Après son déplacement, il avait prévu de suivre cette piste et de raconter cette histoire qui met en évidence les menaces qui planent sur la frontière et les civils qui y vivent. Ses collègues de travail étaient au courant de l’existence de ces communications secrètes, mais ignoraient leur contenu.

C’est ce que nous a confié l’un d’entre eux, qui préfère rester anonyme, au moment du premier communiqué du Front Oliver Sinisterra publié le 11 avril et confirmant l’assassinat de l’équipe de El Comercio. Ce document, signé dans les montagnes colombiennes, révélait alors que « cela fai[sait] deux mois que le Front dialogu[ait] par téléphone »  avec un représentant du Ministère de l’Intérieur.

Notre collectif de journalistes a en effet pu vérifier que les communications entre la Police équatorienne et les dissidents colombiens avaient commencé presque deux mois avant l’assassinat des journalistes.

Le commandant Alejandro Zaldumbide, en poste à la frontière depuis 2016, a reçu le premier appel des dissidents le 20 février depuis un numéro de téléphone équatorien. Une voix d’homme à l’accent colombien, qui se présentait comme un membre des FARC, lui demandait le retrait immédiat des Forces Armée de l’Equateur de la frontière.

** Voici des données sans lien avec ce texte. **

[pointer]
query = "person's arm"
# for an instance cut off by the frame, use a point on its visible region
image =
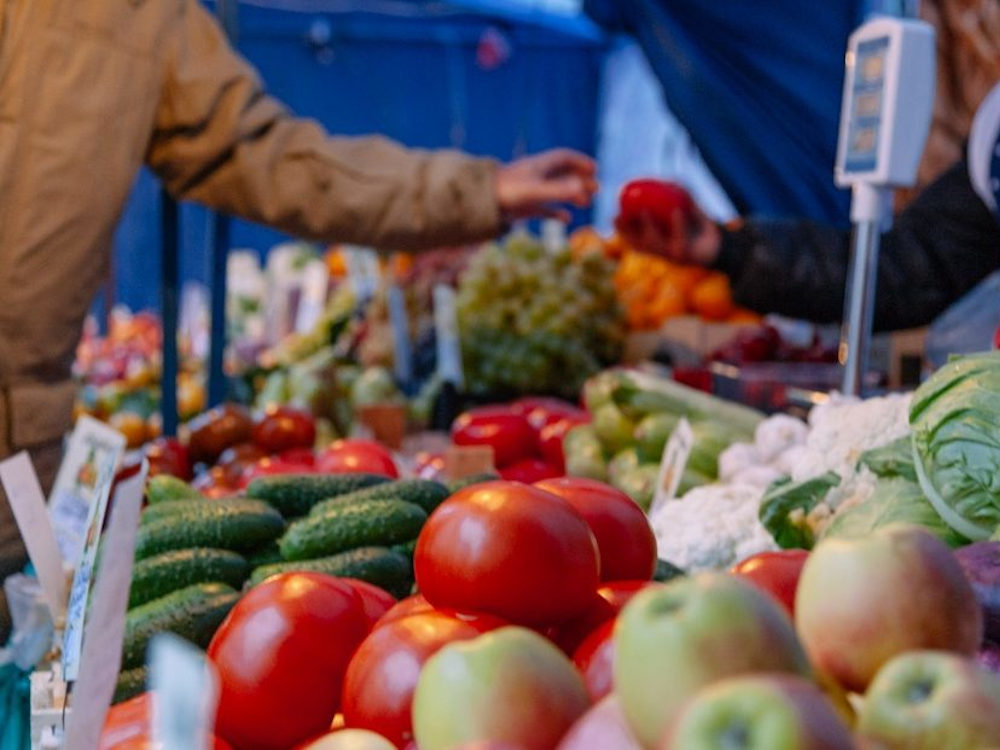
(221, 141)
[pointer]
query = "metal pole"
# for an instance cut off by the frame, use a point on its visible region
(169, 270)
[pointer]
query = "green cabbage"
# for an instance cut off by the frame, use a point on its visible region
(955, 418)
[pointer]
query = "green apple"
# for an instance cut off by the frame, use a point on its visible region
(862, 601)
(509, 685)
(930, 700)
(758, 712)
(350, 739)
(674, 639)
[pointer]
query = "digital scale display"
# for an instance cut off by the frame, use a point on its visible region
(866, 106)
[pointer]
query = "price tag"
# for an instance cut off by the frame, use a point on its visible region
(92, 445)
(449, 347)
(83, 577)
(185, 694)
(461, 461)
(400, 321)
(24, 493)
(102, 647)
(676, 453)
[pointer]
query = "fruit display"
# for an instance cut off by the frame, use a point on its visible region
(534, 321)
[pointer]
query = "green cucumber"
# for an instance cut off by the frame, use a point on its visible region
(238, 524)
(130, 683)
(426, 493)
(364, 523)
(295, 494)
(377, 565)
(159, 575)
(193, 613)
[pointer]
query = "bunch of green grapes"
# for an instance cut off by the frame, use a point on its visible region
(534, 321)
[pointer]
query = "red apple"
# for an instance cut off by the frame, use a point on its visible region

Quelques jours après ce premier contact, le fonctionnaire a été autorisé par le sous-directeur général des renseignements, Mauro Vargas, à communiquer et à gagner du temps. Dans au moins 18 pièces versées au dossier judiciaire, Zaldumbide détaille les messages qu’il a échangés avec les dissidents entre février et avril.

 

 

Dans certains de ces messages, il échangeait avec un milicien identifié comme Andrés Sinisterra. Dans d’autres, l’interlocuteur était prétendument El Guacho. A plusieurs reprises, les dissidents ont demandé la libération de trois hommes faits prisonniers à Mataje le 12 janvier, ainsi que le retrait de l’Equateur des accords de lutte contre le terrorisme signés avec la Colombie. Le commandant Zaldumbide leur plusieurs fois a proposé de parler avec ses supérieurs et leur a également promis de demander à un délégué du gouvernement d’organiser une rencontre, mais celle-ci n’a jamais eu lieu. Les semaines passant, les tensions sont devenues plus fortes.

 

Le ton des messages échangés en mars, quelques semaines avant l’enlèvement de Javier est à chaque fois plus menaçant. Les dissidents FARC menacent d’attaquer des civils à la frontière. La perquisition chez la mère d’El Guacho, survenue le 16 mars, a rendu ce dernier nerveux. « Pour chaque objet, aussi minime soit -il, volé à ma famille, je vais donner un ordre d’attaque », affirme-t-il dans un message chargé d’insultes et de fautes d’orthographe (ce texte a été corrigé pour faciliter la compréhension du message). « Je suis en train de perdre patience. Si je capture des civils à la frontière, je les tue. »

Zaldumbide lui a promis d’organiser la réunion, sans garantir de résultat. Les menaces ont continué. El Guacho, ou celui qui parlait pour lui, annonce alors les attaques qu’il prévoit. Quelques jours avant l’enlèvement de Javier, Paúl et Efraín, les services de renseignement de la police savaient que les civils étaient dans le viseur d’El Guacho. Les policiers savaient également, selon un rapport des renseignements datant de février, qu’El Guacho avait deux maisons de repos dans le village de Mataje. Cette information n’a pas transmise aux journalistes qui se sont aventurés dans le village.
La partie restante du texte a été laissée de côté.